Polymer, polymer clay, FIMO, Sculpey, Premo, Katoclay, Cernit?   Have you ever wondered how and why this colored, synthetic modeling material got its common name?   Prior to 1990 both artists and publications describe the material using a brand name like FIMO or polyform with a modifier such as “modeling compound”.  There is no mention of either “polymer” or “clay”.

Then in the late 1980’s Nan Roche began to write her groundbreaking book, “The New Clay”.   As she tells it,

Both the term “New Clay” and the term “Polymer Clay” were not used anywhere else by anyone prior to my book.  Both names were devised by me and Seymore Bress to have a new way to describe a “new” material and make it possible to refer to all the clay brands with one descriptive term.  The use of the word clay is referring to the way the material is worked. The use of the word polymer is the result of my investigation into the identity of the material. Initially, artists & users were not aware of what the material was made of.  The companies did not describe it as a vinyl chloride polymer in their literature.

With the publication of Roche’s book in 1991, the term “polymer clay” began to be used widely and continues to this day.

Over the past 20 plus years polymer has evolved as a product, has achieved worldwide use, and has generally become better known.  Polymer art is now included in the collections of major American museums and artists who work with it routinely exhibit at premier shows.   Is it time for the terminology to evolve again to just “polymer”?   For museums and galleries this eliminates internal and public confusion over classifications.  Polymer art does not belong with their ceramic collections.  It may be that there will eventually be a category for plastics or alternative materials in which case polymer is one of the various synthetics.   From a utilitarian point of view, the use of the material has become increasingly diverse so that many of the clay-like qualities are secondary to what artists do with it.  The term “clay” also leads to confusion in the retail market.  Customers who hear the word, “clay” often assume that an item is heavy and fragile, neither of which is true.   However, using the word, “polymer” alone frequently elicits the question, “What is it?” and provides a moment of education.
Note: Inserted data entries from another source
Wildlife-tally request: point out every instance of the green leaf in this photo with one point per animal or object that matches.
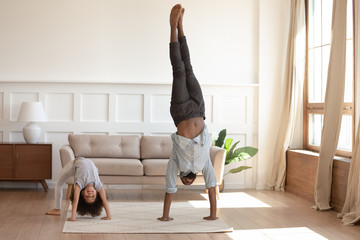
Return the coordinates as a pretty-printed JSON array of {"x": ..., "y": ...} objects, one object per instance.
[
  {"x": 220, "y": 141},
  {"x": 230, "y": 153},
  {"x": 227, "y": 144},
  {"x": 239, "y": 169},
  {"x": 248, "y": 150}
]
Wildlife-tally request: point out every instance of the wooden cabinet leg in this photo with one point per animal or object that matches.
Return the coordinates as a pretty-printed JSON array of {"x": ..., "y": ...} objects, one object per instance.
[
  {"x": 217, "y": 192},
  {"x": 70, "y": 188}
]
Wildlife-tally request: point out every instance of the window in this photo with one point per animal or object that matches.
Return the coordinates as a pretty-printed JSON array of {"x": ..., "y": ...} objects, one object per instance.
[{"x": 319, "y": 17}]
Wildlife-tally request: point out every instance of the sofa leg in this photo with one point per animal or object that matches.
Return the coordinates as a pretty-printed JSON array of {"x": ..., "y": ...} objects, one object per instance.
[{"x": 70, "y": 188}]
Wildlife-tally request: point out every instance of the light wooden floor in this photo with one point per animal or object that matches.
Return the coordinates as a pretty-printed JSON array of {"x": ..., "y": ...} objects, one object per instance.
[{"x": 285, "y": 217}]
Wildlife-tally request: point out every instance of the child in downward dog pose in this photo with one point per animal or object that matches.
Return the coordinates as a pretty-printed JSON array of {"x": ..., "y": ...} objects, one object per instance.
[
  {"x": 89, "y": 195},
  {"x": 191, "y": 143}
]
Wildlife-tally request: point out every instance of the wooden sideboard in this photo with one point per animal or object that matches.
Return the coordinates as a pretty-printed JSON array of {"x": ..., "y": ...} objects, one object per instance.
[{"x": 26, "y": 162}]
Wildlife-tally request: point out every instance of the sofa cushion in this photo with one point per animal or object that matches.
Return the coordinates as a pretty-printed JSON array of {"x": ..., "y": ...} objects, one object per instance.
[
  {"x": 102, "y": 146},
  {"x": 155, "y": 167},
  {"x": 114, "y": 166},
  {"x": 155, "y": 147}
]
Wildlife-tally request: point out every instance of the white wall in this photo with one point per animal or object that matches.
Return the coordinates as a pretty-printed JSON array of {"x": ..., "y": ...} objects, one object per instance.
[
  {"x": 73, "y": 54},
  {"x": 127, "y": 109},
  {"x": 124, "y": 40}
]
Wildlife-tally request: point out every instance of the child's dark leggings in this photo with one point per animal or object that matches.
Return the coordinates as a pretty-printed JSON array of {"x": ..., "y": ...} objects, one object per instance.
[{"x": 186, "y": 98}]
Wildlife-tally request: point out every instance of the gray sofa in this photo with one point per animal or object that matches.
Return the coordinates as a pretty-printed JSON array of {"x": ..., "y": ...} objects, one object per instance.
[{"x": 131, "y": 160}]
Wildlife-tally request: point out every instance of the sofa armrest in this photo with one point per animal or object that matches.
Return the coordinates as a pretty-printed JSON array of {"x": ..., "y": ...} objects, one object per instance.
[
  {"x": 66, "y": 154},
  {"x": 217, "y": 156}
]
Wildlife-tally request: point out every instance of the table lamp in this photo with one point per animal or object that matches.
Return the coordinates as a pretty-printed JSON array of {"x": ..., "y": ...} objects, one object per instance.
[{"x": 31, "y": 112}]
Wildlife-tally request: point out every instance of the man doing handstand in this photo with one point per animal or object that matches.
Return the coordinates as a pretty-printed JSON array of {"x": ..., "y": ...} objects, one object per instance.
[{"x": 191, "y": 143}]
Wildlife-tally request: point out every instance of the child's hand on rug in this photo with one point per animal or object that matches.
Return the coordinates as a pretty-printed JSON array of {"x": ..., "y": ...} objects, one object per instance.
[
  {"x": 53, "y": 211},
  {"x": 210, "y": 218},
  {"x": 165, "y": 219}
]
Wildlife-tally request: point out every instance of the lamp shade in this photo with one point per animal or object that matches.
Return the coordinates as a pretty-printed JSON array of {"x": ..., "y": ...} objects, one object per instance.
[{"x": 32, "y": 112}]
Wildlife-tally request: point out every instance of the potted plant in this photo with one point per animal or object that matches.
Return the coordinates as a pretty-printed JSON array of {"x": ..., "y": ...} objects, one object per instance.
[{"x": 234, "y": 154}]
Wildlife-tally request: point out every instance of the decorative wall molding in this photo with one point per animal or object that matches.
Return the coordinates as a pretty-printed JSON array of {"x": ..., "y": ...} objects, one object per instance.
[{"x": 123, "y": 109}]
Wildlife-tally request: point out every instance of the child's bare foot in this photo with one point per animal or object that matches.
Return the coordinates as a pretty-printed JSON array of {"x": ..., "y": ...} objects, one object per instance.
[
  {"x": 53, "y": 212},
  {"x": 174, "y": 15}
]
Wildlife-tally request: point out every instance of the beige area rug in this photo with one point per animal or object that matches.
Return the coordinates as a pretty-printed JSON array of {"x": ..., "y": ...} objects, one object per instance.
[{"x": 141, "y": 217}]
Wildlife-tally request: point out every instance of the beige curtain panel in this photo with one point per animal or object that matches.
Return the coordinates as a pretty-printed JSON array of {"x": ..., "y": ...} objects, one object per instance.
[
  {"x": 334, "y": 101},
  {"x": 292, "y": 93},
  {"x": 350, "y": 213}
]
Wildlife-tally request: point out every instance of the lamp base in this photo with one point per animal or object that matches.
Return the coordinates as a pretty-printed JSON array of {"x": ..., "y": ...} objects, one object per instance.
[{"x": 31, "y": 133}]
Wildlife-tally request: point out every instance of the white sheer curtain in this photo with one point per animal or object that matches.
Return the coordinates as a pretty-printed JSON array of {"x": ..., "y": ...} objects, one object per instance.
[
  {"x": 292, "y": 94},
  {"x": 350, "y": 213},
  {"x": 334, "y": 101}
]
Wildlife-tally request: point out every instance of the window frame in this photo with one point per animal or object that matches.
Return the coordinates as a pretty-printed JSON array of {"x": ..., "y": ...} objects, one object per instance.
[{"x": 318, "y": 108}]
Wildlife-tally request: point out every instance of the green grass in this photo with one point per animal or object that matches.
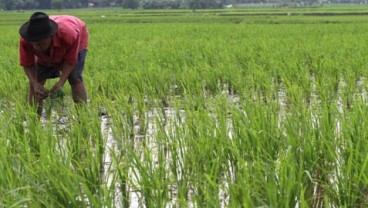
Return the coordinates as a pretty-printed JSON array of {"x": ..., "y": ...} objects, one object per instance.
[{"x": 244, "y": 108}]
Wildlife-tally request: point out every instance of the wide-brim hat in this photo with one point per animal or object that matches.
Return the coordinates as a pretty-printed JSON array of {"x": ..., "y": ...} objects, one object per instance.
[{"x": 39, "y": 27}]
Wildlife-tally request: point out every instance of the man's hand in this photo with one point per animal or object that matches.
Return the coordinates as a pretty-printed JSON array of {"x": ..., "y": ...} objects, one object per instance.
[
  {"x": 40, "y": 91},
  {"x": 58, "y": 85}
]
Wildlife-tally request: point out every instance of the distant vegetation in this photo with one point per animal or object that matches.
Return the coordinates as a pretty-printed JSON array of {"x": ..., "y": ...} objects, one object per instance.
[{"x": 164, "y": 4}]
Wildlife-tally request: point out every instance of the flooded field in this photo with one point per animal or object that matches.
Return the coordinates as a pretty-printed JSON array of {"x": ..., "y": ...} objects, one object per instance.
[{"x": 210, "y": 113}]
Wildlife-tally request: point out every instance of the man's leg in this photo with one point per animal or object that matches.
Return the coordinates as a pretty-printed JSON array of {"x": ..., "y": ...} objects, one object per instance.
[
  {"x": 34, "y": 99},
  {"x": 75, "y": 79}
]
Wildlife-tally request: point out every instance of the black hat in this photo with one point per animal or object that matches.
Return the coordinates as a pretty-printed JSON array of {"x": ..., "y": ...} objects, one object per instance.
[{"x": 39, "y": 27}]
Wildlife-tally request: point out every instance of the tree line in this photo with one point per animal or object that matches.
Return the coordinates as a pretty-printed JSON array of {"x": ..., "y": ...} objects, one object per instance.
[{"x": 145, "y": 4}]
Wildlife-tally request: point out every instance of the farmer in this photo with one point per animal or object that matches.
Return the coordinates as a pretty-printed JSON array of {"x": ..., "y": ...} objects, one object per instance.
[{"x": 50, "y": 47}]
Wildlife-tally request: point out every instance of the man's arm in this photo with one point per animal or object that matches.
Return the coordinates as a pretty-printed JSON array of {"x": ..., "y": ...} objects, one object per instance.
[
  {"x": 32, "y": 77},
  {"x": 65, "y": 72}
]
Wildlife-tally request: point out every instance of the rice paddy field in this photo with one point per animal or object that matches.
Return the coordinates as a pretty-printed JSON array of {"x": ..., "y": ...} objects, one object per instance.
[{"x": 257, "y": 107}]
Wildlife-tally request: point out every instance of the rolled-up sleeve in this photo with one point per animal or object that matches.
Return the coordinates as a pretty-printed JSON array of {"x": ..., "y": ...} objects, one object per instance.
[{"x": 26, "y": 54}]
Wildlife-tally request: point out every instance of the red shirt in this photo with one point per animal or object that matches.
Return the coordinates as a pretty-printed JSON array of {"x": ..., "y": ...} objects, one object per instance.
[{"x": 67, "y": 42}]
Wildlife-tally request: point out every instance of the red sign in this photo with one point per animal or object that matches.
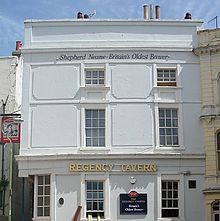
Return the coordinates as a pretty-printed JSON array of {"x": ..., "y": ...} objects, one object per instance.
[
  {"x": 10, "y": 130},
  {"x": 133, "y": 194}
]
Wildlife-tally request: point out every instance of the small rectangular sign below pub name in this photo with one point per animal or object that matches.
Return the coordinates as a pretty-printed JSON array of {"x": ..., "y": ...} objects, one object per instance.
[{"x": 133, "y": 203}]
As polymer art moves forward in time, the term, “polymer clay” is unlikely to be abandoned, but the single descriptor, “polymer” could be embraced as a clarified and simpler description of this material.   And, the question of identification probably will continue to be refined.  As Roche recently asked,

I wonder if, as we become more sophisticated in our terminology regarding plastics in art, that the more precise descriptor will be vinyl polymer or that the term will just remain “polymer” which of course describes all the other plastics?  It’s an interesting problem as we move into the 21st century and the use of art materials broadens.